I lean in close. . .put my mouth right next to your ear. . .and whisper. . .

"I've come for you, kitten. Come to claim you."

And then. . . ?
- - - - - - -

(oh, right, knees spread... sorry i forgot to mention it but it's a given...)

and then?

my breath comes faster
a wet spot forms beneath me

you run your fingers up over my scalp, then grab my hair and pull my head back.
- - - - - - -

And then I thrust my tongue into your mouth, holding your head firmly by the hair, as my other hand twists one of your your nipples. . . hard. . .
- - - - - - -

i gasp at the pain, simultaneously matching the hunger of your kiss with my own.

(nipples are a good place to start... familiar...)
- - - - - - -

(I know, kitten. . .)

Then my hand works its way roughly down your body. . .between your legs. . .where it feels to see if you are wet enough. . .are you wet?
- - - - - - -

(you always know...)

yes, master, i am wet enough..

but then, you know that, too...
- - - - - - -

And then I lie you back. . . still blindfolded. . . and open your legs wide. . . spreading your lips with my thumbs. . . and then ravishing you with my tongue. . .

When you have cum three or four times. . .

I lean over and whisper "I will be in the living room kitten. Get dressed and come to me there." and then I leave.

You get dressed. . . go to the living room. . . sit down next to me. . . and we say hello. I complement your house, you ask me about my trip.

We are smiling.
- - - - - - -

yes.

that is good.

you are an excellent scriptwriter.
- - - - - - -

(I've been working on it for weeks now!)

And now: to bed, kitten. To sleep! You have an early call to make. . . which I promise I will receive. . .
- - - - - - -

yes. to bed. i'd hoped it would be earlier but assorted things intervened.

on the other hand, it's so nice to be home and again enjoying our bedtime visit.

no, not a visit.

being together at bedtime. which i missed so very much over the weekend...

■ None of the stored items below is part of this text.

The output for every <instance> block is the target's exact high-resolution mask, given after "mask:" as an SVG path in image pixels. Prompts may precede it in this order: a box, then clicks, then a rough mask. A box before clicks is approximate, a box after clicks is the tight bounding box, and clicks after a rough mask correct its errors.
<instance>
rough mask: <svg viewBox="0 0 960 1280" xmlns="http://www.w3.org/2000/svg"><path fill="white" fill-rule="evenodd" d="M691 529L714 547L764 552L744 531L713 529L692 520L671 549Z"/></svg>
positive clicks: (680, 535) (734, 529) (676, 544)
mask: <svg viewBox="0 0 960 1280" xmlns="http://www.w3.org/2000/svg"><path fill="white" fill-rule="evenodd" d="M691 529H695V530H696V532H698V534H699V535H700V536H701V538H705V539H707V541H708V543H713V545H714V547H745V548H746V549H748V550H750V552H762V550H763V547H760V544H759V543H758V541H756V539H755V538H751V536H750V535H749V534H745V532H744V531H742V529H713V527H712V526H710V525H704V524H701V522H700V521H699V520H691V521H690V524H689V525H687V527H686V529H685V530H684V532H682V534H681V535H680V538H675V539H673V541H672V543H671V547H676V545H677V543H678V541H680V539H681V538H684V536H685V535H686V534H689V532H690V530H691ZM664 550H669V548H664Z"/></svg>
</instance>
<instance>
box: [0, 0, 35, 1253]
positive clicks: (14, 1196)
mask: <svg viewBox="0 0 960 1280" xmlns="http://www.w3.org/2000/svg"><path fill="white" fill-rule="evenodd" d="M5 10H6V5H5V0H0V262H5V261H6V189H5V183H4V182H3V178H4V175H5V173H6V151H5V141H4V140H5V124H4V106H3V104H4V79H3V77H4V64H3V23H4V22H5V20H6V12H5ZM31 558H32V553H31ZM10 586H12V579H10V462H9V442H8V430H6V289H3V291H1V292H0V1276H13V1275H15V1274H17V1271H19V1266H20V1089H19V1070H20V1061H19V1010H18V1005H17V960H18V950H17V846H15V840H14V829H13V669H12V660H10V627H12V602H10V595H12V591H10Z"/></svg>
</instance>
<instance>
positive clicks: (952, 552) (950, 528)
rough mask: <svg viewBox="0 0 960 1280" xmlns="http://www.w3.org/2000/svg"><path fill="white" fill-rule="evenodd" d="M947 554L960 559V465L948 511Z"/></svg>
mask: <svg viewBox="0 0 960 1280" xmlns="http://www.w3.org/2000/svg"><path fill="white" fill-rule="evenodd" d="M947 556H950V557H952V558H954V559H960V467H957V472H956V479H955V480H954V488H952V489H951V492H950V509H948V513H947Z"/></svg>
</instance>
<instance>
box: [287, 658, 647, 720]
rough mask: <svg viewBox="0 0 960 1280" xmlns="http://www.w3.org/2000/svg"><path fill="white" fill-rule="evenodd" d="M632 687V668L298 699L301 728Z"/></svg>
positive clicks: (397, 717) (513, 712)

good night, master. until tomorrow morning...

your kitten.
yours, totally yours, and yours alone.
- - - - - - -

Good night, kitten.

7 comments:

Ronjazz said...

You are a fun girl, indeed. Any more at home like you? Or anyone here in Chicago?

Natty said...

Oh I love that sharing of fantasies in the weeks leading up to the impending arrival. I know when my partner and I do it, half the stuff we never get around to. And sometimes it doesn't work out the way it did in fantasy. But it does make those last few weeks a lot of fun.

Mine just left after being here for a three month visit, so I'll have a few months before we start doing the pre-arrival fantasies. Glad to hear yours are just starting. :-)

Paul said...

Oatmeal Girl, this is so beautiful, your fantasies are marvellous, I hope that you lived up to them.
Warm hugs,
Paul.

Anonymous said...

Love the mindfuck...

oatmeal girl said...

ron - i do have a sister, who did spend a number of years in Chicago, and who i gather is as also pretty heavily into sex. beyond that i can't say, and she seems to have a lover at the moment. besides, i am most definitely an original.

natty - as i saw you later realized, this piece is from the past. a year ago. in the end, he opted for a normal greeting at the door. well, not sure about normal - i was nervous as hell... but our first weekend together was amazing. lucky you to have had a full 3 months together!

paul - when we finally met in person, it was more than the fantasies. after the initial nervousness passed, it was as if we had known each other all our lives...

z - my mind is exquisitely fuckable. always moist and receptive... (it's so great to have you properly connected again!! i missed you.)

Sulpicia said...

Still catching up on my reading... A conversation captured is a powerful thing. This sent my head spinning.

oatmeal girl said...

sulpicia - it's good to have you hear. i'm afraid there's lots to catch up on... the conversation was by e-mail, so easy to capture. i enjoy giving these tastes of how our relationship developed, especially since after a while we switched to phone calls and the documentation isn't there.

there will be lots more of these conversations posted in the coming week leading up to the anniversary of our first meeting.